Ni sombra pues de inmanencia en el Ars luliano. Téngase en cuenta además que la voz inmanencia fue introducido por el modernismo a raíz del llamado “principio de la inmanencia” que se refiere a la inexistencia de cualquier dato puramente externo en el conocer humano. En este sentido más reciente, inmanencia es un término abstracto que viene a substituir el adjetivo “inmanente” que ya se utilizaba en la edad media para designar la actividad de un movimiento, o de la vida. Igualmente reciente es su opuesto transcendencia, que viene a significar todo lo que está fuera de la inmanencia[50] . Cuando, como es el caso de Llull, se está en la óptica de las actividades reales y se busca alcanzar las realidades transcendentes, no hay por qué oponer lo trascendente a lo inmanente. En realidad, sólo puede trascender lo inmanente. Y si esto vale para todos los actos inmanentes, por tanto también lo será, y con mayor razón, para la inteligencia, que es la facultad más inmanente. Cuando el hombre como un todo —inteligencia, voluntad y memoria juntas— con la ayuda del Ars encuentra lo transcendente, de ningún modo necesita salir de sí mismo, pues la verdad trascendente habita en él.

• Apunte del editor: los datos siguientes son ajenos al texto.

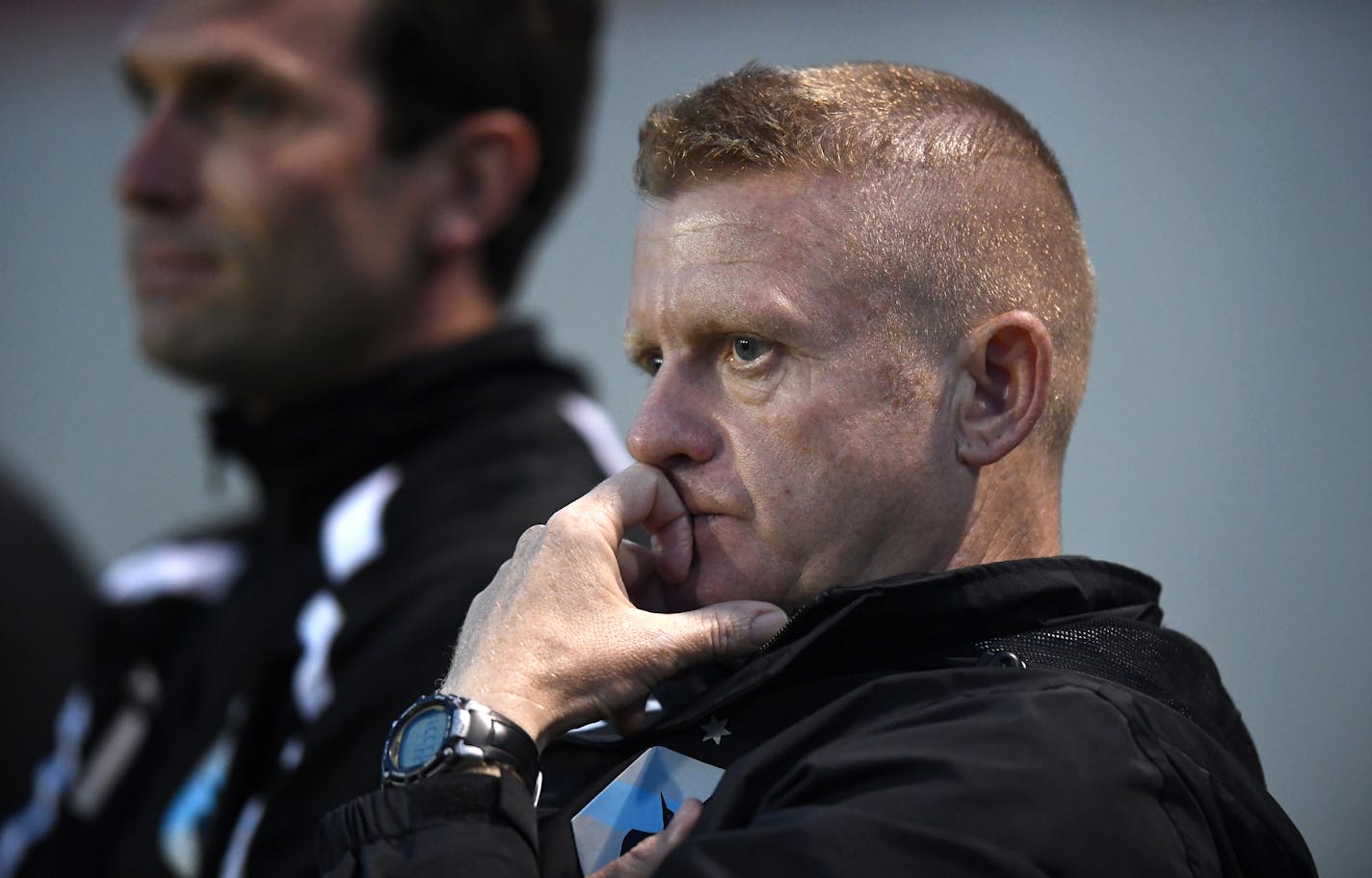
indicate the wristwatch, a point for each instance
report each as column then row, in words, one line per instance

En el Arte luliano, por lo tanto, no se encuentra la inmanencia, sino lo trascendente. Se capta lo trascendente, porque el Acto Supremo de Ser, por ser acto, puede ser alcanzado por el entendimiento humano, aunque no poseído. En todo caso, si llamamos inmanente al acto cuyo efecto o término es interior al sujeto que actúa, el Ars luliano enseña que, como el ser es el fundamento del conocer, cuanto más el hombre estuviere radicado en el Ser y en la causa del Ser, más inmanentes serán sus actos y operaciones; esto es, sus actos de conocimiento y de amor se aproximarán más a su fin. Pero entonces ya se estaría hablando de la auténtica inmanencia, aquella en que el yo, habiéndose puesto en Dios — el siempre presente ser en Dios, que impregna toda la moral luliana—, pasa a tener una consciencia cada vez mayor de la responsabilidad de sus elecciones, tornándose principio, medio y fin de sus actos[51] .

El pensamiento luliano, pues, al centrarse sobre el acto de ser, se coloca en condiciones de trascender. En su Ars, Llull unifica todos los entes bajo la perspectiva del acto, y así llega a lo trascendente, a Dios, acto puro de Ser. Por esto también unifica todo el saber. Ejemplo de tal unificación es el Arbor scientiae.